Nebraska state officials have released a plan that aims to have faster Internet service available to more households by 2020.
The goals in the “Broadband in Nebraska” report include having broadband service of at least 25 megabytes per second available to 90 percent of homes, and having 90 percent of Nebraska households subscribe to broadband service.
Rural areas are more expensive for carriers because the service has to cover greater distances and even then reaches relatively few paying customers.
The infrastructure for high-speed Internet is costly in rural areas, but could be achieved by stringing fiber-optic cables along the same power poles maintained by Nebraska’s public power districts, said Sen. Paul Schumacher of Columbus.

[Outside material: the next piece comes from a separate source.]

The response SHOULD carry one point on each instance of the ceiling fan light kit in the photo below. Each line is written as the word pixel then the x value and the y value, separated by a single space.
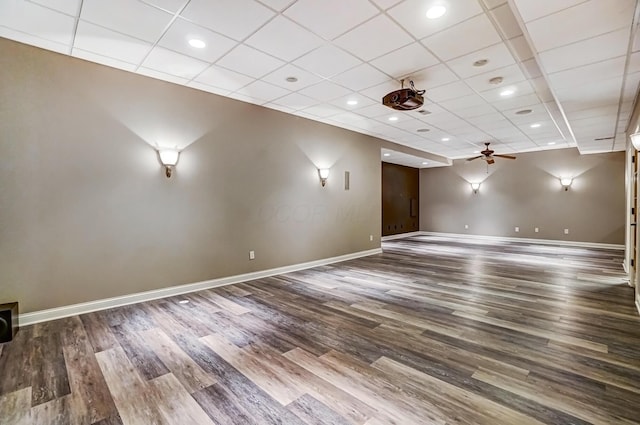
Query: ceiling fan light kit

“In rural areas, we’re a long way away unless you’re willing to pour a lot more money into it or let the public power companies do it,” said Schumacher, a co-founder of Community Internet Systems, one of the state’s first Internet companies.
The report by the Nebraska Information Technology Commission calls for on the state to use the state’s universal service fund to create new infrastructure, and to partner with libraries and colleges to help teach Internet skills to those who aren’t frequent users. Money from the fund comes from a state fee tacked onto consumers’ telephone bills.

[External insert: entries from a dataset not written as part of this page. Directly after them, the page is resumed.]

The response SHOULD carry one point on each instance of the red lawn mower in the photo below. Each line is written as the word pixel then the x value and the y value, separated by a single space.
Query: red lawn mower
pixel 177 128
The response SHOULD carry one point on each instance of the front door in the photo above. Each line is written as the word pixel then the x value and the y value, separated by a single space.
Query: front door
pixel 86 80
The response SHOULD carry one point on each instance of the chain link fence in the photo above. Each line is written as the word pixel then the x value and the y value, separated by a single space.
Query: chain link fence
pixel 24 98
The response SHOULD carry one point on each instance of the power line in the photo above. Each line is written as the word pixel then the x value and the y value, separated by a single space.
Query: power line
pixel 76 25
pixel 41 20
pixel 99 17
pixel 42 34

A survey of Nebraskans earlier this year found that 90 percent of Lincoln homes and 87 percent of Omaha households have broadband access, but the percentage in other regions ranged from 72 percent to 77 percent.

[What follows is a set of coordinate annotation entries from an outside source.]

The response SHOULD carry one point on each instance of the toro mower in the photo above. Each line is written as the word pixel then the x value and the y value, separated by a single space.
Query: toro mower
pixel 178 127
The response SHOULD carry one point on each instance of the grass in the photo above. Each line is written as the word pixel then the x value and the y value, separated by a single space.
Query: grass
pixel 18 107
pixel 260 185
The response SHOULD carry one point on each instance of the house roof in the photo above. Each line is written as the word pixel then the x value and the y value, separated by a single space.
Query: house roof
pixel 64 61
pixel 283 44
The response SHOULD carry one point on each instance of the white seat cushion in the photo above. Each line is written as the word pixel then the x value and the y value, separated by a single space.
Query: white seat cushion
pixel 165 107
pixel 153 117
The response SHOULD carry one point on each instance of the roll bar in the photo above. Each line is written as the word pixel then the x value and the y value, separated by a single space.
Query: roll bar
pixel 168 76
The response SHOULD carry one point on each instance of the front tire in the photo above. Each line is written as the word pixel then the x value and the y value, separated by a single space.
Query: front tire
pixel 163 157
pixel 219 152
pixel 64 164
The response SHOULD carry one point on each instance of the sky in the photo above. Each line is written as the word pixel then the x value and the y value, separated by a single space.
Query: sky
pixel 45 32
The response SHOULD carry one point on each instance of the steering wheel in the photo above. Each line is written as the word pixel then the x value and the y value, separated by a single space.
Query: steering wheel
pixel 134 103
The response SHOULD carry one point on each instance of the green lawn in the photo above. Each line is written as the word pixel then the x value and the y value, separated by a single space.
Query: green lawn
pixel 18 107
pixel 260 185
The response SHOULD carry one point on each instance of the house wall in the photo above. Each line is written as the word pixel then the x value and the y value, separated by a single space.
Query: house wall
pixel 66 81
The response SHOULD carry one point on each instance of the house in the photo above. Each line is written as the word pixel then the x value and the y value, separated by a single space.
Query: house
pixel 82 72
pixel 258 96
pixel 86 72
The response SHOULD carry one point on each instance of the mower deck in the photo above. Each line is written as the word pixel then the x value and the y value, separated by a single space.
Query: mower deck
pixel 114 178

A University of Nebraska-Lincoln economist told lawmakers last year that his research has shown a correlation between broadband service in small towns and business activity. The research found that smaller towns with broadband services also tended to have more 18- to 34-year-olds and residents with college degrees.
Medical experts also note that broadband has helped reduce health care costs in Nebraska and made it easier to monitor a patient’s recovery in a remote area through video conferencing.
Lt. Gov. John Nelson, chairman of the information technology commission, said Nebraska needs to encourage more youth to pursue careers in information technology.
“Broadband has been a notable factor in Nebraska’s economic growth,” Nelson said.